Una vez planteadas estas primeras reflexiones, conviene preguntarse ahora si el espionaje telefónico lesiona
el derecho a la vida privada y, en todo caso, bajo qué casos puede permitirse esa intrusión en los derechos de
un individuo.
En principio, se debe afirmar de manera contundente que el espionaje telefónico constituye una violación
del derecho a la vida privada en tanto genera molestia en la persona, la cual prohíbe de manera taxativa el
artículo 16 constitucional. La misma norma indica también cuál es la excepción a la regla; es decir, en qué casos puede
ser lesionado este derecho fundamental. Se requiere de un mandamiento escrito de autoridad competente que
funde y motive la causa. ¿Qué significa esto? Que sólo lo puede ordenar una autoridad facultada por la ley para
esos efectos. En el caso concreto de espionaje telefónico, la Ley Federal contra la Delincuencia Organizada establece
que la autoridad competente es el juez de distrito correspondiente.
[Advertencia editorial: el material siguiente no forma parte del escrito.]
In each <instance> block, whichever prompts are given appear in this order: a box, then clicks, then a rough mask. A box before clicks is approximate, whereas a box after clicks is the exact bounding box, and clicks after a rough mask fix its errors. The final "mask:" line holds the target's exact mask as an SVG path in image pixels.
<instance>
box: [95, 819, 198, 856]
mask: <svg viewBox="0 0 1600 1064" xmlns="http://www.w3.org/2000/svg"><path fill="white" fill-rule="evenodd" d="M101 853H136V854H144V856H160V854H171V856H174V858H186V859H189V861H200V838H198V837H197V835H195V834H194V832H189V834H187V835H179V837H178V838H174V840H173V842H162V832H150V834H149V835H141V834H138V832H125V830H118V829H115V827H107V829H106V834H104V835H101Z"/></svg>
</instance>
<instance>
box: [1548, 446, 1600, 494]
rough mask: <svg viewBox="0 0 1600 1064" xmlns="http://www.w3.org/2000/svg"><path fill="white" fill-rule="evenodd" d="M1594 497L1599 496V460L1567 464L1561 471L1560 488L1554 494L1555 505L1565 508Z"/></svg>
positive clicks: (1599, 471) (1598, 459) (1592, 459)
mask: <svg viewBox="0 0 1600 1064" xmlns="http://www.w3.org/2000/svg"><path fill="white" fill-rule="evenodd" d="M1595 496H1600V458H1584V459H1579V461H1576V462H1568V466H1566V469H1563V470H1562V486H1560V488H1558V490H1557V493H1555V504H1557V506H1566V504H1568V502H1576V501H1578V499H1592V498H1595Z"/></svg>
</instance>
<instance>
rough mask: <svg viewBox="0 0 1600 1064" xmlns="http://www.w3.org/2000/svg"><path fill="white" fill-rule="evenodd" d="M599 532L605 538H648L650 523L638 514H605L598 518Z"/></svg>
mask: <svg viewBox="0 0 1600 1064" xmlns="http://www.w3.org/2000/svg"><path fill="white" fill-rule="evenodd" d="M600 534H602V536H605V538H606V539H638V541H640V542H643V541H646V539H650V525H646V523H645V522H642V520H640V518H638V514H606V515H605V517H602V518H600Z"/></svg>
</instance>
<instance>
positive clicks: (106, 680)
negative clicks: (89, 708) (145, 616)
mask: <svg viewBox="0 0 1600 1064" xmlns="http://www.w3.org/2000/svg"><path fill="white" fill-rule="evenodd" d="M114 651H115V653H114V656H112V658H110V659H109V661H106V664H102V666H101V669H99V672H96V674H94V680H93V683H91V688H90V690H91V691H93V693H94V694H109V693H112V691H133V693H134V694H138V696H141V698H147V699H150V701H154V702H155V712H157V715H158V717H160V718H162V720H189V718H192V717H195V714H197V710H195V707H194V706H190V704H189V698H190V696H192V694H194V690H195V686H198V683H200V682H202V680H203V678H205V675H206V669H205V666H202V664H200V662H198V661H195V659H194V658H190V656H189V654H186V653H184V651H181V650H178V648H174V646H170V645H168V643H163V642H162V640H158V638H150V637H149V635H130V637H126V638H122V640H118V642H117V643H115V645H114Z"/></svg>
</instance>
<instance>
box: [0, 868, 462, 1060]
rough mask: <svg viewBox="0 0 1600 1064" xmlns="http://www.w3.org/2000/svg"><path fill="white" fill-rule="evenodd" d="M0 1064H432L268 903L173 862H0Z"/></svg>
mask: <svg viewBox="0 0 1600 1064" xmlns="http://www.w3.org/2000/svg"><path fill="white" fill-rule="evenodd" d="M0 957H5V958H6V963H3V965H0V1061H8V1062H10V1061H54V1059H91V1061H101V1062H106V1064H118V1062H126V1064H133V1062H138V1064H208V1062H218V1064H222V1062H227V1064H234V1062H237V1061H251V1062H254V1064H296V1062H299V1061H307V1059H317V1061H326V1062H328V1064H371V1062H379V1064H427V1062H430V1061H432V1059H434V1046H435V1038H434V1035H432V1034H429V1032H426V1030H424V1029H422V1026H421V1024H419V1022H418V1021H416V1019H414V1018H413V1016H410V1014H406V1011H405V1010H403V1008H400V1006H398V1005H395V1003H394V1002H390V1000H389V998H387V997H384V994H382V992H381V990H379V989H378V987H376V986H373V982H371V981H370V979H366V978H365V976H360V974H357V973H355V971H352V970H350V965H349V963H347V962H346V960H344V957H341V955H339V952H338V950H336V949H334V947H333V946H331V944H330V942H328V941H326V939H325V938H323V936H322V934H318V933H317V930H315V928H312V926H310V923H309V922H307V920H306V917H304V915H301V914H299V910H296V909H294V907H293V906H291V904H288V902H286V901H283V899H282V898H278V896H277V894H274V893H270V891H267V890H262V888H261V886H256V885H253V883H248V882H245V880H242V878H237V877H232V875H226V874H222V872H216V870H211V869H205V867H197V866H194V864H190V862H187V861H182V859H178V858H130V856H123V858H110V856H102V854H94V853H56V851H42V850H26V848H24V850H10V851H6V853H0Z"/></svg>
El fundamento legal se encuentra previsto en el artículo 16 de la propia ley, el cual debe además motivarse;
es decir, deben presentarse los argumentos y razones que justifiquen el encuadramiento del caso concreto en
la prescripción legal invocada para llevar a cabo la intercepción telefónica o de cualquier otra forma de
comunicación privada.
Existe, con todo, una laguna jurídica por lo que concierne al delito concreto de espionaje telefónico o
de intercepción de las comunicaciones privadas en la legislación penal que
únicamente trata lo relativo a la correspondencia postal considerándolo, además, como un delito no grave. Es
necesario introducir una reforma en la ley penal para tipificar severamente estas invasiones a la privacidad y con
mayor rigor cuando se trate de servidores
públicos, en los casos, por supuesto, que no cuenten con la autorización expresa del juez de distrito y bajo las
modalidades y tiempos establecidos en la autorización respectiva.